La CDC teste la blockchain pour la gestion de collatéral
Petit à petit, la blockchain passe de la théorie à la pratique. Le consortium français de banquiers et d’assureurs réunis pour défricher la recherche sur cette technologie, emmené par la Caisse des dépôts (CDC) et baptisé LaBChain, a présenté hier son deuxième cas d’usage. Il s’agit d’une plate-forme expérimentale de gestion du collatéral non cash sur les prêts-emprunts de titres. Elle fonctionne grâce à la technologie blockchain, utilisée notamment par la monnaie virtuelle bitcoin. Plus particulièrement celle de type Ethereum, qui repose sur des contrats intelligents (smart contracts). L’expérience a été réalisée avec quatre des vingt-cinq partenaires de LaBChain : le Crédit Agricole, CNP Assurances, Natixis Asset Management Finance et la SSII OCTO Technology, chargée de la majorité du développement informatique.
Aujourd’hui, la gestion du collatéral demande beaucoup de temps et d’argent aux établissements. Le prêteur et l’emprunteur de titres ont chacun une équipe de middle-office chargée de réévaluer les positions, de calculer les appels de marge et d’instruire les livraisons, souvent quotidiennement. «Chaque contrepartie dispose d’une infrastructure lui permettant de calculer ces appels de marge, qu’elle confronte à ceux de l’autre contrepartie», explique Laurence Giraudon, directrice middle et back-office chez CNP Assurances.

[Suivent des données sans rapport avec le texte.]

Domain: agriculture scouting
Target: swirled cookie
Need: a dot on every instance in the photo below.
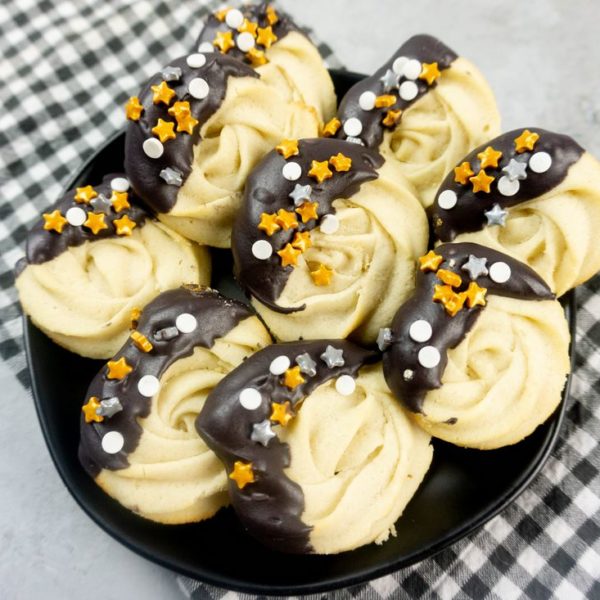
(424, 108)
(320, 457)
(281, 53)
(480, 352)
(138, 439)
(196, 131)
(532, 194)
(96, 257)
(326, 240)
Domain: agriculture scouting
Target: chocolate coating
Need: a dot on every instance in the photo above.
(143, 171)
(216, 316)
(271, 507)
(268, 191)
(468, 214)
(448, 332)
(425, 49)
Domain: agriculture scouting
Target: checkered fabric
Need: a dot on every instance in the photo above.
(68, 67)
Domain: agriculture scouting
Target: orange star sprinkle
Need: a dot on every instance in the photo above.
(489, 157)
(430, 262)
(340, 162)
(133, 109)
(242, 474)
(526, 141)
(54, 221)
(481, 182)
(95, 222)
(162, 93)
(462, 173)
(89, 411)
(118, 369)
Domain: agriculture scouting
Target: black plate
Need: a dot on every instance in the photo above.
(463, 489)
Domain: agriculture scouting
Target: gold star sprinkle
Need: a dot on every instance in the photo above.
(118, 369)
(242, 474)
(89, 411)
(54, 221)
(95, 222)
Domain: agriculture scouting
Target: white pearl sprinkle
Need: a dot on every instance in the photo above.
(345, 385)
(112, 442)
(262, 249)
(186, 323)
(447, 199)
(540, 162)
(153, 148)
(420, 331)
(353, 127)
(279, 365)
(500, 272)
(76, 216)
(250, 398)
(507, 187)
(429, 357)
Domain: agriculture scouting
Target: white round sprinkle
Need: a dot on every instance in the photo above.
(507, 187)
(408, 90)
(420, 331)
(330, 224)
(76, 216)
(262, 250)
(345, 385)
(186, 323)
(447, 199)
(367, 100)
(280, 365)
(353, 127)
(153, 148)
(540, 162)
(112, 442)
(148, 386)
(250, 398)
(429, 357)
(292, 171)
(198, 88)
(500, 272)
(245, 41)
(195, 61)
(119, 184)
(412, 69)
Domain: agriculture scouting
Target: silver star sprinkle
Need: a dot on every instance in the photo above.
(262, 432)
(333, 357)
(515, 170)
(475, 266)
(496, 215)
(172, 176)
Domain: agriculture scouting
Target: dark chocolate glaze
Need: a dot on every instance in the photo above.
(144, 172)
(271, 507)
(468, 214)
(216, 316)
(448, 332)
(268, 191)
(43, 245)
(425, 49)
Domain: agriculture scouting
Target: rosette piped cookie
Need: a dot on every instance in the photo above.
(530, 193)
(138, 439)
(320, 457)
(424, 108)
(327, 239)
(283, 56)
(196, 131)
(480, 352)
(95, 258)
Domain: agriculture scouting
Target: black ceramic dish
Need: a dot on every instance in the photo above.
(463, 490)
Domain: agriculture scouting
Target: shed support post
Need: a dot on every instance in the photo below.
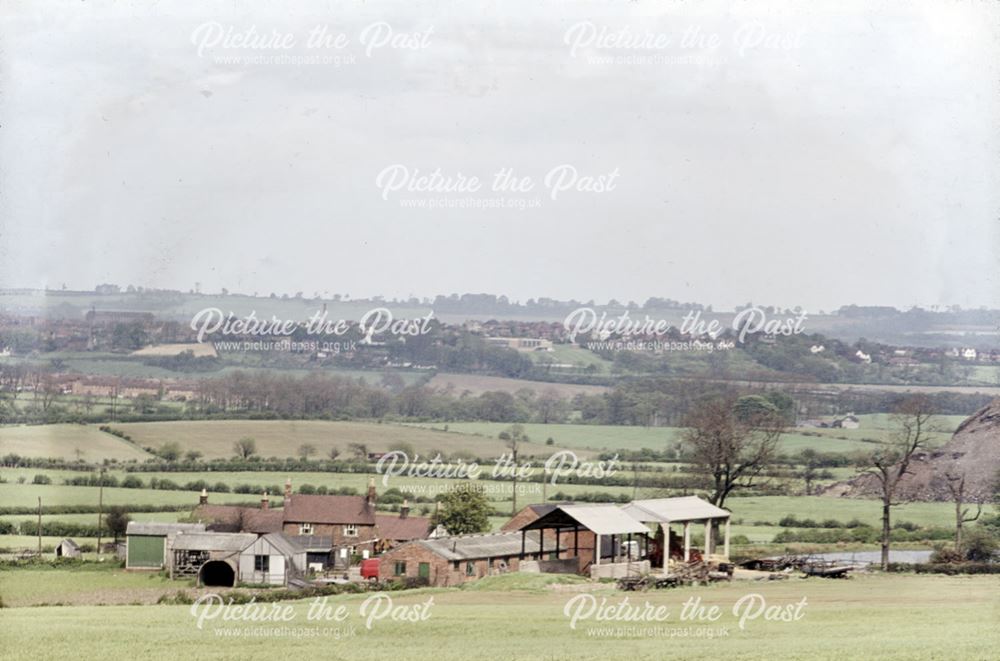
(666, 545)
(687, 541)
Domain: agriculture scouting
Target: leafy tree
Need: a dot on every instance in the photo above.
(170, 451)
(117, 520)
(732, 443)
(245, 448)
(464, 509)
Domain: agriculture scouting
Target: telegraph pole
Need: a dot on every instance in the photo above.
(100, 510)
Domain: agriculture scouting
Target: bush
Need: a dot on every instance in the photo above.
(979, 545)
(945, 554)
(132, 482)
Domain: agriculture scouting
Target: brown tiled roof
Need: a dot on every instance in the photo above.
(393, 528)
(231, 518)
(328, 509)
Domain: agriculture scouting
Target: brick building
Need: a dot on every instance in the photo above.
(445, 561)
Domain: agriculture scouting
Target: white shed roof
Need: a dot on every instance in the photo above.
(213, 541)
(604, 519)
(662, 510)
(162, 529)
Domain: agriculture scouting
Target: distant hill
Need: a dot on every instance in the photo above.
(973, 453)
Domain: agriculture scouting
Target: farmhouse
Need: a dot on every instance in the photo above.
(146, 543)
(225, 559)
(445, 561)
(348, 520)
(311, 553)
(212, 557)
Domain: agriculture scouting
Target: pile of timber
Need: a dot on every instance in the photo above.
(691, 573)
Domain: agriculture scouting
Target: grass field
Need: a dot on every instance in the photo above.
(282, 438)
(871, 617)
(202, 349)
(27, 495)
(476, 384)
(85, 442)
(614, 437)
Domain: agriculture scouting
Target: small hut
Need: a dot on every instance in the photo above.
(68, 549)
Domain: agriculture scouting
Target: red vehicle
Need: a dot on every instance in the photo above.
(369, 569)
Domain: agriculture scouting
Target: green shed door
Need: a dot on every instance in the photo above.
(145, 551)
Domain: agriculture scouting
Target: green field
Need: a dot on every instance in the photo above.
(70, 442)
(282, 438)
(27, 495)
(516, 617)
(613, 437)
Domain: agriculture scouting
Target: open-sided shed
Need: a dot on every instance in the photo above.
(684, 511)
(609, 525)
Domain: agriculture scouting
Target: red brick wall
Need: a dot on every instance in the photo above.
(442, 572)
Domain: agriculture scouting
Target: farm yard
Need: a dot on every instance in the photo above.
(868, 616)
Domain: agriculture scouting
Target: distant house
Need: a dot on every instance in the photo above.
(68, 549)
(521, 343)
(146, 543)
(850, 421)
(396, 530)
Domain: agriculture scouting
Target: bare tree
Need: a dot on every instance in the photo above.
(245, 448)
(960, 496)
(732, 443)
(889, 464)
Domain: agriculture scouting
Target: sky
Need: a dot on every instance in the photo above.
(813, 154)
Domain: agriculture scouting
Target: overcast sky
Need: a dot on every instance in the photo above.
(819, 154)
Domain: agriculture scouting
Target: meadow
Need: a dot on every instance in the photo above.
(525, 618)
(283, 438)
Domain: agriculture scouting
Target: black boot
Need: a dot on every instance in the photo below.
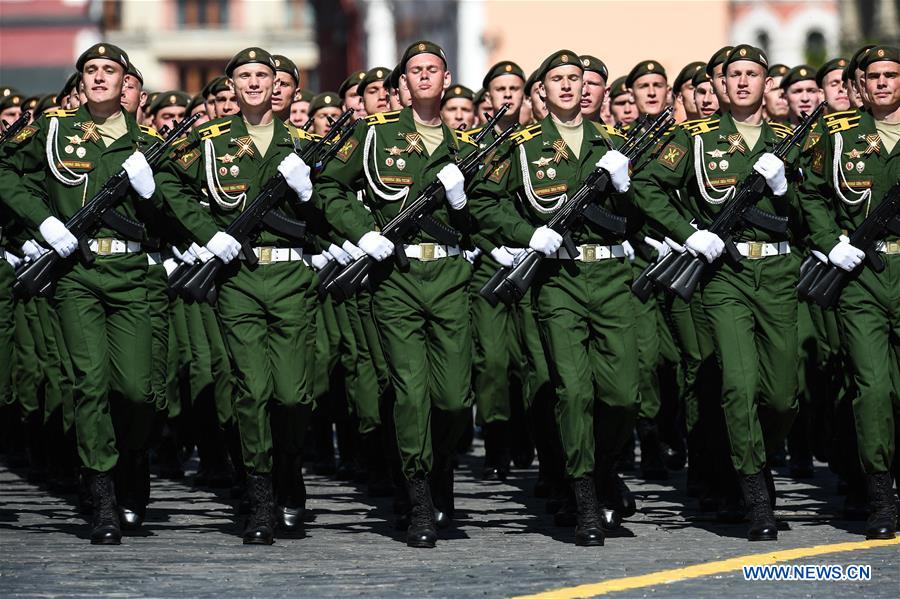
(588, 530)
(422, 531)
(882, 522)
(260, 528)
(762, 519)
(105, 524)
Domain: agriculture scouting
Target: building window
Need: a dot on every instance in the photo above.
(193, 14)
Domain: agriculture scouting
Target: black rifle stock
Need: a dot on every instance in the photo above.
(38, 276)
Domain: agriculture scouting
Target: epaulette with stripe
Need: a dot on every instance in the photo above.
(530, 132)
(842, 121)
(699, 126)
(381, 118)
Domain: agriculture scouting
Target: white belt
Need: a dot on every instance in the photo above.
(754, 250)
(270, 255)
(106, 246)
(429, 251)
(591, 252)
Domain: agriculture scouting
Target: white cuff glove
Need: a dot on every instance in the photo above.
(351, 249)
(296, 173)
(454, 184)
(140, 175)
(33, 250)
(223, 246)
(343, 258)
(772, 168)
(545, 240)
(616, 164)
(376, 245)
(846, 256)
(58, 236)
(706, 243)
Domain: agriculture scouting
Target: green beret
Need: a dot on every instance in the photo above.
(747, 52)
(250, 56)
(717, 59)
(170, 98)
(594, 64)
(618, 87)
(687, 74)
(324, 100)
(804, 72)
(505, 67)
(777, 70)
(422, 47)
(879, 54)
(372, 76)
(102, 50)
(835, 64)
(286, 65)
(458, 91)
(560, 58)
(645, 67)
(350, 83)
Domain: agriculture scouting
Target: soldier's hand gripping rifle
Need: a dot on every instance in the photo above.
(509, 285)
(200, 283)
(683, 272)
(38, 276)
(418, 216)
(822, 282)
(13, 129)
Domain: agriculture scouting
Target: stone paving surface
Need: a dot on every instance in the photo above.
(504, 545)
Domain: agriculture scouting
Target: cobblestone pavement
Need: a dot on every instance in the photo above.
(503, 545)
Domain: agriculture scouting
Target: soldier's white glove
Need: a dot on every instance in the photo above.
(846, 256)
(545, 240)
(343, 258)
(351, 249)
(33, 250)
(376, 245)
(454, 185)
(772, 168)
(662, 248)
(140, 175)
(706, 243)
(616, 164)
(58, 236)
(223, 246)
(296, 173)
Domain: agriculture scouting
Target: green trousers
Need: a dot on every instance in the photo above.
(105, 319)
(869, 310)
(753, 314)
(586, 315)
(268, 316)
(424, 322)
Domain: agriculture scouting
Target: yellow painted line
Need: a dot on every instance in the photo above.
(705, 569)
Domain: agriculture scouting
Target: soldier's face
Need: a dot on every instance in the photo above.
(563, 86)
(883, 84)
(507, 89)
(102, 80)
(745, 83)
(253, 84)
(705, 99)
(650, 93)
(375, 98)
(458, 113)
(426, 78)
(283, 89)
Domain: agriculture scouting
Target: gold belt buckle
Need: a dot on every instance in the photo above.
(427, 251)
(104, 246)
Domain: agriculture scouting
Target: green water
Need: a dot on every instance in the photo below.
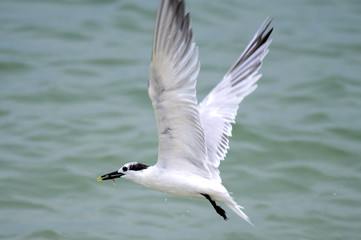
(73, 106)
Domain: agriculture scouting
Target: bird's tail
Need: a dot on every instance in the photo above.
(238, 210)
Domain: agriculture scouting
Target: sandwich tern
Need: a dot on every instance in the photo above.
(193, 138)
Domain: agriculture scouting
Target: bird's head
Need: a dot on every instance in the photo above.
(127, 171)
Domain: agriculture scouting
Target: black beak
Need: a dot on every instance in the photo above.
(110, 176)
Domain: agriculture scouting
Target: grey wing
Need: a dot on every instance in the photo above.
(172, 88)
(219, 108)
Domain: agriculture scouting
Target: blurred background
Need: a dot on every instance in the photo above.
(74, 106)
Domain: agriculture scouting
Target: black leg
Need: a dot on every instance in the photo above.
(218, 209)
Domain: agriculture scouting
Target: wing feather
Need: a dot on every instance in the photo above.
(172, 89)
(219, 108)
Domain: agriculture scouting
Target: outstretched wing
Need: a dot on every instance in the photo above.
(172, 88)
(219, 108)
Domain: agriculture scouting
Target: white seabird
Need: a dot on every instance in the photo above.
(193, 138)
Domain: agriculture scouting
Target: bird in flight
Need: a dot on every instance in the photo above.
(193, 138)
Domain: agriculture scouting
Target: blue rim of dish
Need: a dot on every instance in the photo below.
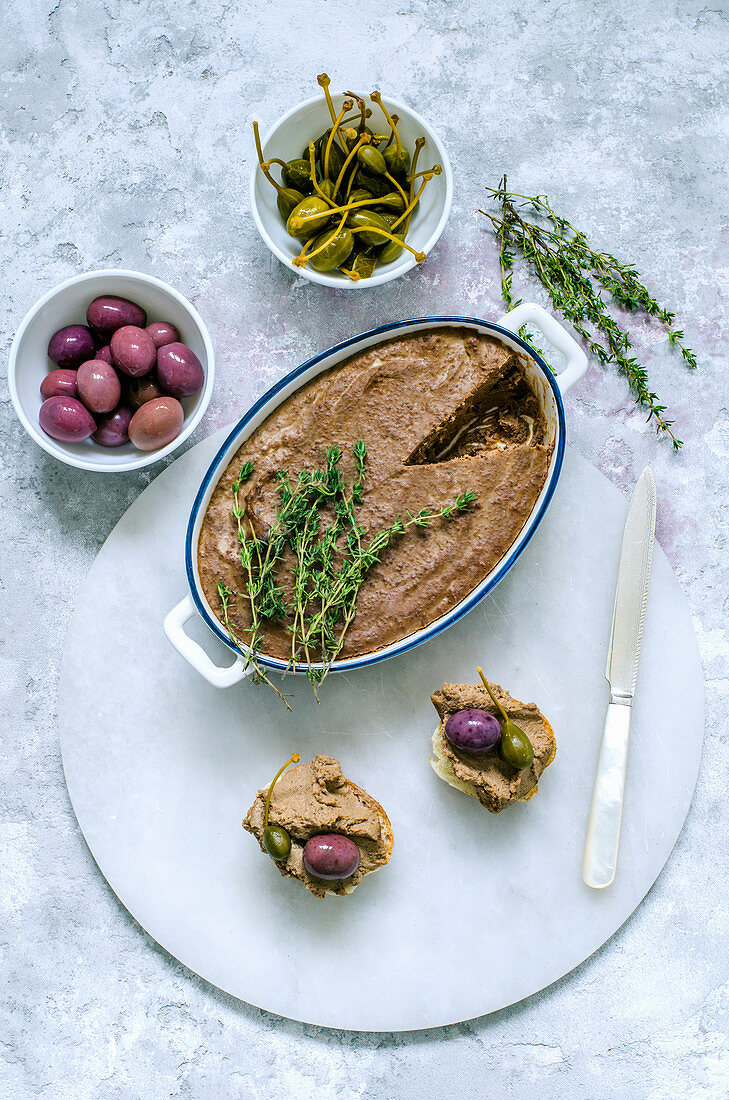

Or la blockchain, grâce à son architecture décentralisée et son authentification automatisée, permet «de faire le calcul une seule fois plutôt que deux, et pourquoi pas d’instruire automatiquement», poursuit-elle. Fini les désaccords et les interventions manuelles. «La blockchain fluidifie le processus, diminue les risques inhérents à la gestion papier, et sécurise les parties : le résultat ne fait pas de doute car tout se fait au même endroit, sur la blockchain Ethereum», renchérit Nadia Filali, en charge de LaBChain à la CDC.
Si la technologie Ethereum a convaincu par sa fonctionnalité et sa facilité d’appropriation, son application présente encore des limites. D’une part, elle manque encore de maturité : sa première version n’a été déployée qu’en 2015. D’autre part, la réglementation interdit de réaliser des transactions sur une blockchain publique comme Ethereum. Lorsque deux établissements échangent des titres, leur nom est caché mais pas le montant des flux. «Des travaux sont actuellement menés par des chercheurs pour voir comment cryptographier les transactions en amont de l’authentification par la blockchain», pointe Nadia Filali.